At the recent telephonic meeting of the SEC’s Investor Advisory Committee (IAC), SEC chair Jay Clayton used his introductory remarks once again to attack the twin bêtes noires of the current Commission majority – proxy advisors and shareholder resolutions.

Never mind that the meeting was about proxy plumbing – the process of fixing the current proxy voting system – and that an overwhelming majority of participants in the proxy plumbing meetings last year assured the SEC that proxy plumbing was the major concern and that proxy advisors and shareholder resolutions were working fine as they were.

“We have focused on areas that are clearly in need of immediate attention”

Regardless of the messages of the majority of participants in the process, he took the opportunity to reiterate the dire warnings about “fraudulent” proxy advisor advice, and attributed the lack of participation in the voting process by so-called Main Street investors to the fact that shareholder proposals are irrelevant to shareholder value, cumbersome, too easily submitted and too easily included on the proxy statement.

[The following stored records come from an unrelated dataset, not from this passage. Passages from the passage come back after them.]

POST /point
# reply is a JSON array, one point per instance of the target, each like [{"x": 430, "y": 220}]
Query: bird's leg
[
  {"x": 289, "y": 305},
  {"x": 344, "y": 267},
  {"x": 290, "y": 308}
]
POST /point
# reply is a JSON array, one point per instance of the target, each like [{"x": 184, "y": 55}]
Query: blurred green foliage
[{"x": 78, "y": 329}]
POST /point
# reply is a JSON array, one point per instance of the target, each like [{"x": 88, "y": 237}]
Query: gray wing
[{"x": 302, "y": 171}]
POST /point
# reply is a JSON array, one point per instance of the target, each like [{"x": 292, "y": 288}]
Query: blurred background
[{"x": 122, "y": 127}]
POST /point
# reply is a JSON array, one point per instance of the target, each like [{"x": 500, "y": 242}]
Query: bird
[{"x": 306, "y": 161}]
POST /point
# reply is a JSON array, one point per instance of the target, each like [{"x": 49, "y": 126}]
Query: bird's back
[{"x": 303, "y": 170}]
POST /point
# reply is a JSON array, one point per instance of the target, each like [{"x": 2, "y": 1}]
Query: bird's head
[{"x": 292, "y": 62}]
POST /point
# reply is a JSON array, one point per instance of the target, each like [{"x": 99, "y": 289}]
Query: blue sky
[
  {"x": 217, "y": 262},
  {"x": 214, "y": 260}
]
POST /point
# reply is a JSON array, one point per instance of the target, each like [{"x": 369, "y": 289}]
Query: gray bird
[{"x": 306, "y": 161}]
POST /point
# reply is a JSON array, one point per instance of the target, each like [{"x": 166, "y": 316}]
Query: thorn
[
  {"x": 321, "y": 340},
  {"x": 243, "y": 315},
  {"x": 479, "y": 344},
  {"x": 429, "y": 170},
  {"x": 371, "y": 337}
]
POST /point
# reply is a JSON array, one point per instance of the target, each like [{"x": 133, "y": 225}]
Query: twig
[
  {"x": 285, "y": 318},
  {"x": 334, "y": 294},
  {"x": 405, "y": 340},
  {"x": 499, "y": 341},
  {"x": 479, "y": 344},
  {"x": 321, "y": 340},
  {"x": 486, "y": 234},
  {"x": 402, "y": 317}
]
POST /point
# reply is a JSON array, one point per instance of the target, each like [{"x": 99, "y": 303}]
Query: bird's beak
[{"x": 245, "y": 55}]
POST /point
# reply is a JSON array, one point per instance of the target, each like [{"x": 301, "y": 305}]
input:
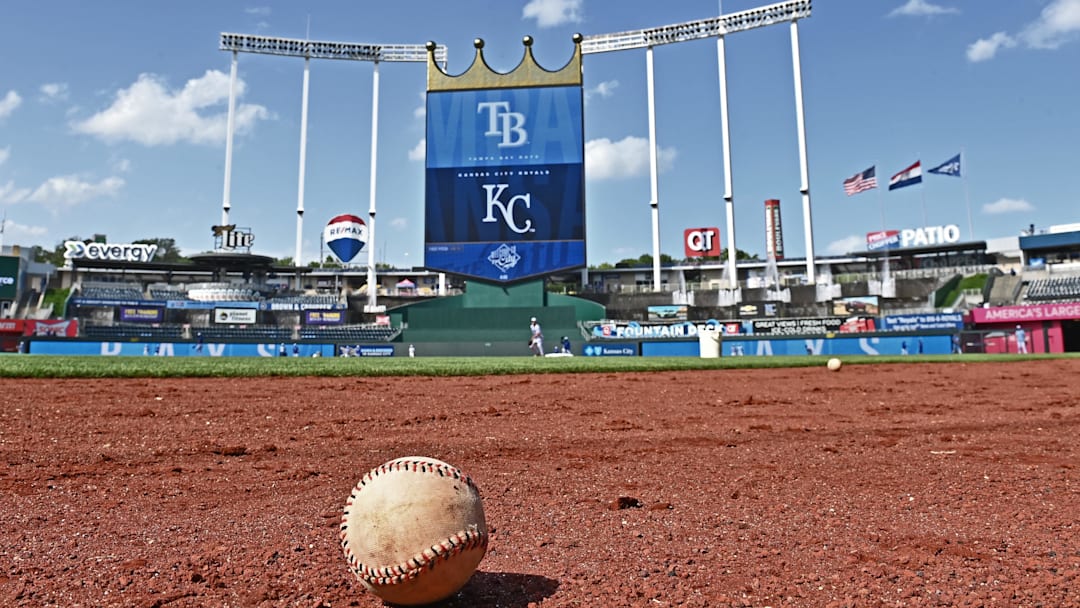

After that, the IAC returned to the actual topic of the meeting and reconfirmed – with some small amendments – the recommendations it had submitted originally in late July this year. These were summarised in an earlier report, and the basic recommendations have not changed. They are listed at the bottom of this article:At this meeting, however, there was some dissent, with concern about costs of end-to-end vote confirmations and suggestions that this should only be conducted on contested elections or votes. In addition, some wanted the universal proxy card to be voluntary rather than mandatory. Furthermore, while the IAC states in its introduction to the recommendations that: “We do not believe private actors will improve the system without SEC intervention”, one committee member indicated that she thought the SEC was the problem.

The introduction continued: “We have focused on areas that are clearly in need of immediate attention, that can attract a consensus from a wide array of stakeholders, and that we also believe are actionable by the Commission in a relatively short period of time.” But will the SEC do anything? These are recommendations from the IAC, they do not have any force, and the current Commission majority appears to be too busy trying to fix problems that are not there to pay any attention to fixing problems that very clearly exist.

Summary of IAC’s recommendations:

1. That the SEC should “require end-to-end vote confirmations to end-users of the proxy system, potentially commencing with a pilot involving the largest companies”.
2. That it should require all participants to cooperate during and outside proxy season in reconciling votes to help uncover and fix flaws in the system;
3. Investor views should be canvassed by way of a study on anonymity, and share lending;
4. Adoption of a proposed universal proxy rule.